Stuttgart - Wolfgang Schuster macht sprachlos. Keiner im Publikum der Fachtagung des Sozialamtes hat nach dem Vortrag des langjährigen Stuttgarter Oberbürgermeisters noch Fragen. Schuster darf dies auch als Kompliment werten. Sein Vortrag im großen Sitzungssaal überzeugt fachlich und ist in seiner Argumentation schlüssig.

Aber das große Schweigen hat noch einen weiteren Grund: Schuster legt den Finger in die Wunde.
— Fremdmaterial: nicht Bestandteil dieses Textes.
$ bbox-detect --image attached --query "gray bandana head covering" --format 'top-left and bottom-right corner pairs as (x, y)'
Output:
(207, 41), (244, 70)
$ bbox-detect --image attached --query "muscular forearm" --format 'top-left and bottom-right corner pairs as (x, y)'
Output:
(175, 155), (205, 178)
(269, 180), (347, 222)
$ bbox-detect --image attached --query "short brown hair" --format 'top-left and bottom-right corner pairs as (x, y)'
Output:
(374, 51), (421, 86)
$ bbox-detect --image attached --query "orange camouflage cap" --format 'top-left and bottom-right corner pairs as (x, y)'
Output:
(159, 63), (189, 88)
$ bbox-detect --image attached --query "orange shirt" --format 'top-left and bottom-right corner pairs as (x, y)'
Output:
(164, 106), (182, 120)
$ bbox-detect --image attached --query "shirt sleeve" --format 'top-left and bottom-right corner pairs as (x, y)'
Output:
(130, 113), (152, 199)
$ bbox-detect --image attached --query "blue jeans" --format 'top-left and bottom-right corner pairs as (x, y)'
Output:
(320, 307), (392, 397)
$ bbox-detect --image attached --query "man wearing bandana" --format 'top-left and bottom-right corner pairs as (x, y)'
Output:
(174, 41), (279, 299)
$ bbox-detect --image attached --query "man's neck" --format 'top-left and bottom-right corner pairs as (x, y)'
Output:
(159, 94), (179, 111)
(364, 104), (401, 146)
Nach seinem Vortrag ist jedem klar: Die Auswirkungen des demografischen Wandels in dieser (Stadt-)Gesellschaft werden schmerzlich sein. Mehr noch: Keiner kann die anstehenden Aufgaben alleine bewältigen. Es ist ein Gemeinschaftswerk. Schuster formuliert es als einen Appell an die Solidarität aller in dieser Stadt. Und als Leitbild einer verantwortungsvollen Kommune. Konkret fordert er das „Miteinander der Generationen in einem Vertrag vor Ort“.
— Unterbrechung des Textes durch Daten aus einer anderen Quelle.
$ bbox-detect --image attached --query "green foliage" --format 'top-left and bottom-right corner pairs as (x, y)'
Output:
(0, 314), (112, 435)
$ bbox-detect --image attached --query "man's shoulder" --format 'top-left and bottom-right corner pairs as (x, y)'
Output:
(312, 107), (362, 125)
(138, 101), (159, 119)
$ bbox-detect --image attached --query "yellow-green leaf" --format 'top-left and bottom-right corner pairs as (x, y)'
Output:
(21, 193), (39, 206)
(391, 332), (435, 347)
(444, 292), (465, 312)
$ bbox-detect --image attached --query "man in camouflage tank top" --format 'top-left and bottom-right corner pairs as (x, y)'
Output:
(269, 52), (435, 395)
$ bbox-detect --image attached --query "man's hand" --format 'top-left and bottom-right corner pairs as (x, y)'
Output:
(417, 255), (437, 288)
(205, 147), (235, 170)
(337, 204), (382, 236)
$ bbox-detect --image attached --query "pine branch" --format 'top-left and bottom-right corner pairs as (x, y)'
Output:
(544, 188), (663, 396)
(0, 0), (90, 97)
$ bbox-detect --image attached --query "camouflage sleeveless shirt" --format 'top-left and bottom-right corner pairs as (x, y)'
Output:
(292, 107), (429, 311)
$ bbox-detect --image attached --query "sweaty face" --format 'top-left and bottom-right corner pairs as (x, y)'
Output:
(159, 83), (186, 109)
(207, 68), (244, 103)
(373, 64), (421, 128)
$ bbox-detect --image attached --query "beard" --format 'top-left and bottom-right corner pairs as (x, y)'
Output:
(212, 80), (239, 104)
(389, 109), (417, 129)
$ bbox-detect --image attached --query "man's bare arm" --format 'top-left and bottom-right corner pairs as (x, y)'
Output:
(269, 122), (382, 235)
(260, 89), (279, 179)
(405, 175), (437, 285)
In weniger als 20 Prozent der Stuttgarter Haushalte noch Unter-18-Jährige

Aber der Reihe nach. Auch wenn die Fakten dieser alternden Gesellschaft sattsam bekannt sind, Schuster schickt sie seiner Lösungsstrategien voran. Auch um die Aufmerksamkeit für das demografische Ungleichgewicht zu schärfen. Tatsache ist, dass in Stuttgart in weniger als 20 Prozent aller Haushalte noch Kinder und Jugendliche unter 18 Jahre leben. „Deshalb ist es auch so wichtig, dass wir eine Einwanderungsstadt sind“, sagt Schuster, der in seiner 15jährigen Amtszeit als OB die Integration von ausländischen Mitbürgern immer wieder zur Chefsache gemacht hat. „Wir brauchen jeden dieser jungen Leute. Und wir werden sie noch mit Lasso einfangen, wenn die Fachkräfte ausgehen.“

Diese Entwicklung zeichnet sich in etwa 15 Jahren ab. Dann geht die „Generation Baby-Boomer“ in Rente. Für den Arbeitsmarkt bedeutet das: 6,5 Millionen weniger Erwerbstätige im Alter zwischen 20 und 64 Jahren. Gleichzeitig einen Zuwachs von 5,5 Millionen über 65-Jährige. Schuster skizziert ein Schreckensszenario: „Wenn Fachkräfte fehlen, gehen Firmen dahin, wo Menschen sind.“ Gleichzeitig fragt er: Wer bezahlt dann die künftigen Rentner und deren Soziallasten? Dann wenn im Jahr 2030 auf 100 Erwerbstätige über 50 Pensionäre kommen. Schuster orakelt: der Staat oder die Kommune werden dann an Grenzen kommen. Das Bonmot von Ex-Arbeitsminister Norbert Blüm („Die Rente ist sicher“) könnte spätestens dann eine Worthülse sein.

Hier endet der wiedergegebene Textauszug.